しかし、昨今のフュージョン・ジャズの復刻ブームに乗って、そんな忘れ去れた、その時代でしか創り出されなかったであろうフュージョン・ジャズの好盤がリイシューされている。これは、当時からのオールドなフュージョン・ジャズの我々にとっては嬉しいことである。
そんな「忘れ去れた、その時代でしか創り出されなかったであろうフュージョン・ジャズの好盤」が『NEW YORK』(写真左)である。8人の名うてのフュージョン・ギタリストがニューヨークにテーマを求めて繰り広げる、日本フュージョンの記念碑的名盤。
8人のギタリストとは、秋山一将、大村憲司、鈴木茂、竹田和夫、松木恒秀、松原正樹、水谷公生、矢島賢。当時、名うてのフュージョン・ギタリストがずらり。しかもギタリストの人選が「実に渋い」。当時のCBS/SONYも粋なことしたなあ。実に豪気なオムニバス盤である。
8人のギタリストが、8人8様、ニューヨークにテーマを求めて、ニューヨークのイメージをフュージョン・ジャズのギターの音で表現している。ニューヨークという大都会をイメージをフュージョン・ギターで表現する、という、今から思えば「ベタな企画」なんだが、しかし、これが素晴らしい内容なのだ。
8人のギタリスト以外に、当時、YMOのメンバーとしてブイブイ言わせていた「教授」こと、坂本龍一がキーボードとアレンジで参加していたり、パーカッションの斉藤ノブ、ドラムに林立夫や村上秀一、ベースに後藤次利などのメジャーなミュージシャンの名前をズラリと並んでおり、ジャズ畑のみならず、ロック畑のミュージシャンも巻き込んだ「異種格闘技」風のセッションがなんとも魅力的です。
とにかく聴いてみて下さい。日本フュージョン・ジャズが、当時、如何に充実していたかが判る内容です。米国のフュージョン・ジャズも良いが、日本のフュージョン・ジャズも負けていない、どころか米国フュージョン・ジャズと対等もしくはそれ以上の充実度に思わず口元が綻びます。

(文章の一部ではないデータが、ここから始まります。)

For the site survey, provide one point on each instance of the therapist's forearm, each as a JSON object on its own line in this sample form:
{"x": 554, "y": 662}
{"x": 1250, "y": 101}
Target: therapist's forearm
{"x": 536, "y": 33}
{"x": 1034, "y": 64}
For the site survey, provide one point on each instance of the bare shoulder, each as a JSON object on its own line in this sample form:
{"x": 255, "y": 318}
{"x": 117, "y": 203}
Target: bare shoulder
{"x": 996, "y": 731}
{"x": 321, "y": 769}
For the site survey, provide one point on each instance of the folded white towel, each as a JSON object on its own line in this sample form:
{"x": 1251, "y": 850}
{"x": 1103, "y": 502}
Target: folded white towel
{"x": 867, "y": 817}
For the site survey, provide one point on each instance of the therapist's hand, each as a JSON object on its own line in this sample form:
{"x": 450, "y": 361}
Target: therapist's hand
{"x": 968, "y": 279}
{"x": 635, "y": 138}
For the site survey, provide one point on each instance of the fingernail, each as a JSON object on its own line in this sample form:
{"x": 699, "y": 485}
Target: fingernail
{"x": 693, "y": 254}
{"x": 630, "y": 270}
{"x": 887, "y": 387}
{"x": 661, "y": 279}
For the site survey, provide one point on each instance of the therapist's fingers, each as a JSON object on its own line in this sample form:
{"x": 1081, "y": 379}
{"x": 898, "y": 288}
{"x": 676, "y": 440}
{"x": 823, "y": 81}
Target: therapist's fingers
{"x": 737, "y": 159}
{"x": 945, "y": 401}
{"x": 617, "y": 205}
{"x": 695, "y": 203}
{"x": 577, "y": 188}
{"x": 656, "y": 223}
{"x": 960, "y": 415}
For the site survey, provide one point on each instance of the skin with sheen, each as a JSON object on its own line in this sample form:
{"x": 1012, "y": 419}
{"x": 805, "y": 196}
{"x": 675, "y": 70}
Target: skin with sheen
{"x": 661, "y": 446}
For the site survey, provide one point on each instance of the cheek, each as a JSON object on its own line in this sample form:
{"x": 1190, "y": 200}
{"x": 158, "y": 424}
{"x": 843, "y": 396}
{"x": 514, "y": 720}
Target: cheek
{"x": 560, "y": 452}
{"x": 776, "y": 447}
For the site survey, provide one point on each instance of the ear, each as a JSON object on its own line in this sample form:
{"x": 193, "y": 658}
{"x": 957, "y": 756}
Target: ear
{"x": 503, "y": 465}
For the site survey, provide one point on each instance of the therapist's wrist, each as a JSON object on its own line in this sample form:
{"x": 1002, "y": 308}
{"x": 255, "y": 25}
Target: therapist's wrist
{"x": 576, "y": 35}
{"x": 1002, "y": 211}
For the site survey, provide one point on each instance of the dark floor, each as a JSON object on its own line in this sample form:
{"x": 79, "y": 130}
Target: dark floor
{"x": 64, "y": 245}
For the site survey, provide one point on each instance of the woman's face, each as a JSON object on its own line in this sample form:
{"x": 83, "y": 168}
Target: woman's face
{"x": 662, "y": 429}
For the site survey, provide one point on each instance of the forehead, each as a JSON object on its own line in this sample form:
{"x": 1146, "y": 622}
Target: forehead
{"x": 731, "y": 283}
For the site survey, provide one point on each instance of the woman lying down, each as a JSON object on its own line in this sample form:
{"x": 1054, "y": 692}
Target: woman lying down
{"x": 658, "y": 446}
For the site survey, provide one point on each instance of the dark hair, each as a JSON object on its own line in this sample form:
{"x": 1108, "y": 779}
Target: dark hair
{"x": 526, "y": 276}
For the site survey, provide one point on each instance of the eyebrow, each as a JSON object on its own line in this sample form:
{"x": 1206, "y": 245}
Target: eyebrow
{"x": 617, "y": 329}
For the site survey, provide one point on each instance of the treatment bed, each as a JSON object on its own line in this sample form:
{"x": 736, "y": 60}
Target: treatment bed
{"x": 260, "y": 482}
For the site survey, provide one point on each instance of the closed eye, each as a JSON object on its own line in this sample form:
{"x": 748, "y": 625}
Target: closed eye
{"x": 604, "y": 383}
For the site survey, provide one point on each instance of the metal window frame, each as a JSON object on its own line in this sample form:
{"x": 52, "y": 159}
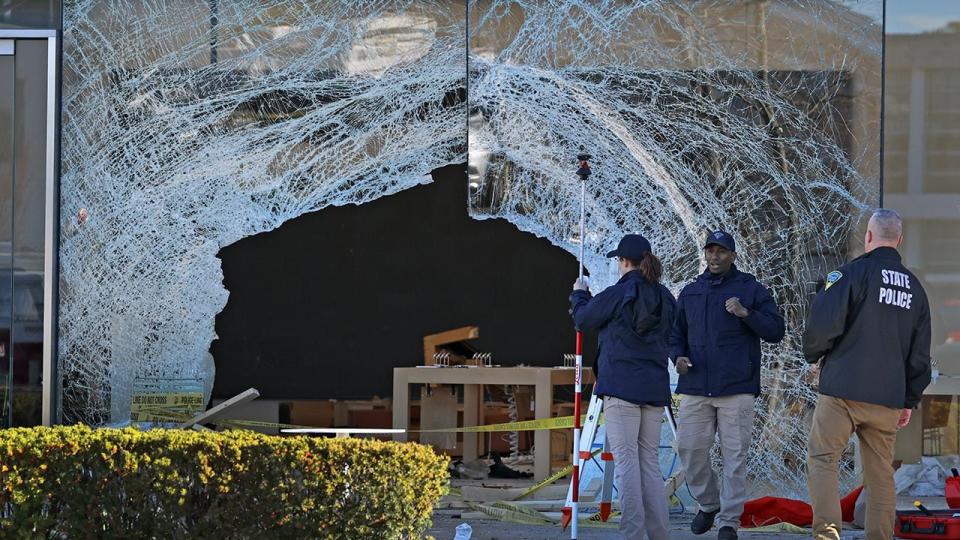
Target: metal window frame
{"x": 50, "y": 410}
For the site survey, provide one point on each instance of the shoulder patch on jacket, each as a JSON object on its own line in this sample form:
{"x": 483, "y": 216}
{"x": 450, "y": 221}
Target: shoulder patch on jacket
{"x": 832, "y": 278}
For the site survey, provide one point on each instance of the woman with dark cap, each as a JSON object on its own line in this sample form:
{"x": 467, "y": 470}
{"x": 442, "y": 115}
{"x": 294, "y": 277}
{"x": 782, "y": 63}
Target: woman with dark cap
{"x": 633, "y": 318}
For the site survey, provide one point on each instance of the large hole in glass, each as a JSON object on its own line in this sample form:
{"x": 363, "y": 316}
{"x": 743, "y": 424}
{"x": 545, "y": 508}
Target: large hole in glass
{"x": 326, "y": 305}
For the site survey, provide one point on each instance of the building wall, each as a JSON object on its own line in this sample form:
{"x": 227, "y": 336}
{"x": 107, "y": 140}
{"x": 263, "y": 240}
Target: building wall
{"x": 922, "y": 182}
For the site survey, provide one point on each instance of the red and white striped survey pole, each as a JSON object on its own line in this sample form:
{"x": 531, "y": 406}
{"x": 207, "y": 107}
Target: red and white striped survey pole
{"x": 582, "y": 172}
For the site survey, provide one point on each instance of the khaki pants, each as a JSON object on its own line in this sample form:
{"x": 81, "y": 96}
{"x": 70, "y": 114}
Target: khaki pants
{"x": 834, "y": 421}
{"x": 634, "y": 435}
{"x": 701, "y": 418}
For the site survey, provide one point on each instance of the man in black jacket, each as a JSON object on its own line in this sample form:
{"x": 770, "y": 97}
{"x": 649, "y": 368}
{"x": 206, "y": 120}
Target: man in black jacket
{"x": 869, "y": 329}
{"x": 721, "y": 318}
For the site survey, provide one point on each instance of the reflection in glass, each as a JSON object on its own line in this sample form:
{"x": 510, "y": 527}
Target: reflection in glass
{"x": 26, "y": 303}
{"x": 759, "y": 117}
{"x": 40, "y": 14}
{"x": 216, "y": 120}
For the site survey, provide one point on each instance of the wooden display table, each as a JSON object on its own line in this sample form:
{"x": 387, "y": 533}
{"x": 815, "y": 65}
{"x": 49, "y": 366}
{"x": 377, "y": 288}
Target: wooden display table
{"x": 473, "y": 378}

8人の名うてのフュージョン・ギタリストがニューヨークにテーマを求めて繰り広げるオムニバス盤という特殊なアルバムなので、今後、廃盤になってしまう可能性大と睨んでいます。入手する向きには早めの入手をお勧めします。
震災から4年8ヶ月。決して忘れない。まだ4年8ヶ月。常に関与し続ける。がんばろう東北、がんばろう関東。自分の出来ることから復興に協力し続ける。